He left Logan so impressed that he decided to follow up on a job opportunity at the Huntsman School, which he perceived as a business program whose star was rising.
"It's more than at a crossroads, it's at the point of being catapulted because of the Huntsman gift," Walther said. "At the end of the day it's about helping good people succeed and become leaders."
In Utah that means connecting students at all universities with the state's entrepreneurial spirit, according to Jack Brittain, the University of Utah's former business dean and current vice president for technology commercialization at the U.
Utah students are "interested in starting businesses and participating in the financing in the startup of businesses," Brittain said. "That's the state's differentiator and makes us unique nationally."
Utah has a noticeable lack of Fortune 500 companies and its economic strength lies in its diverse array of medium-sized firms and small startups. But the affinity for risk can be a two-edged sword.

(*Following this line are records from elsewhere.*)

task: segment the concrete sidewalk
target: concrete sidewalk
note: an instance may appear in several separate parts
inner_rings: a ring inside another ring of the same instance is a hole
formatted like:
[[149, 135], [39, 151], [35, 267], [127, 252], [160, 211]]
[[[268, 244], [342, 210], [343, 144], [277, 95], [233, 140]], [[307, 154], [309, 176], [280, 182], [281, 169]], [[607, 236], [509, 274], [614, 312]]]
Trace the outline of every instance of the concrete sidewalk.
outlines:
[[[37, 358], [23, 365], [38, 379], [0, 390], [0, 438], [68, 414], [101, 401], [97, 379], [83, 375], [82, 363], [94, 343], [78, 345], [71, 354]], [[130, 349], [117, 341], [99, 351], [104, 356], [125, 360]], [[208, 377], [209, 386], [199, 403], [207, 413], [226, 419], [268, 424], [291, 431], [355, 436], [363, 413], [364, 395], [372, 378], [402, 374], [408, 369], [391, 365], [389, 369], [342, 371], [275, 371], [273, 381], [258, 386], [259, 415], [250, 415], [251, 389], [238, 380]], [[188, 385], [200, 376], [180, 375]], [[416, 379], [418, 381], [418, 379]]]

"There's this entrepreneurship that drives what happens here [in Utah], but we don't want to continue perpetuating the idea of failed entrepreneurship. We want to give them the skills they need to succeed," said Ken Snyder, the Huntsman School's executive dean.
Utah is notorious as a place where startups proliferate and die, and Dan Holland, an assistant professor of entrepreneurship at Huntsman, wants to find out why.

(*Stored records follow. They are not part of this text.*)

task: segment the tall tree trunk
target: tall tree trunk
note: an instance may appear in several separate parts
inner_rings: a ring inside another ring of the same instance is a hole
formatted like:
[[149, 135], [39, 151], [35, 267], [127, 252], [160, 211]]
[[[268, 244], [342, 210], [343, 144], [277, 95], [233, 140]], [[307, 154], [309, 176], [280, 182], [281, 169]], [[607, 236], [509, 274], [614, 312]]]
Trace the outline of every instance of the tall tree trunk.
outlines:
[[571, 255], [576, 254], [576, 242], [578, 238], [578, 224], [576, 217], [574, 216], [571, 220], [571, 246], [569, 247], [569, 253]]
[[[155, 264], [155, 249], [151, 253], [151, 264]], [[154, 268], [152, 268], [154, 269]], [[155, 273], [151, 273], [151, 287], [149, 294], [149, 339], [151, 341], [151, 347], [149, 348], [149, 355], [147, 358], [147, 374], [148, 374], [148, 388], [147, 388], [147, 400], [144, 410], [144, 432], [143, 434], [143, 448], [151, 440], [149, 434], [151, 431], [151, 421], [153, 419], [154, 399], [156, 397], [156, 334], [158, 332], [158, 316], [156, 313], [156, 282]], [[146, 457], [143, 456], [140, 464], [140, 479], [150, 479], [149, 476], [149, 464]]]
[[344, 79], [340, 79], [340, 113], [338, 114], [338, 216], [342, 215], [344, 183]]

"We're looking at the way entrepreneurs think and why they might persist in the face of adversity," Holland said. "There is good persistence and bad persistence. Sometimes there's this escalation of commitment where you keep going, even though all the signs say you should quit. But then there is good persistence where you overcome those challenges and you're resilient."
In his quest to take the business school to the top, Dean Anderson has no intention of replicating Harvard, Stanford or Wharton,
"If you're trying to duplicate that kind of thing, you would need $500 or 600 million to get going, and that doesn't include the infrastructure. So we have to be selective. We have to develop our own focus area."
Anderson identified USU's niche as leadership, a concept that he believes should be associated with Utah the way oil is associated with west Texas. In that regard, Utah State stands with the state's other leading business schools, rather than apart.
"We are part of unified brand called Utah. I feel good about the relationship we have with the U. and BYU," Anderson said. "We'll compete for students and for faculty, but we have more in common and a source of cooperation than a source of competition. We want Utah to stand for something. I think it stands for leadership."
The College of Business took the Huntsman name in 2007 after one of Utah's most prominent businessman donated $25 million to launch programs and scholarships at one of the nation's oldest business schools. The Huntsman school has 70 faculty who teach 2,000 students in 14 undergraduate and six master's majors. The school is housed in the 1970 George S. Eccles Business Building, which USU hopes to expand and renovate as part of a $58 million proposal.ww
This is the first in a series of occasional stories about the business schools at Utah's three biggest universities, which are being transformed either through big gifts or new leadership.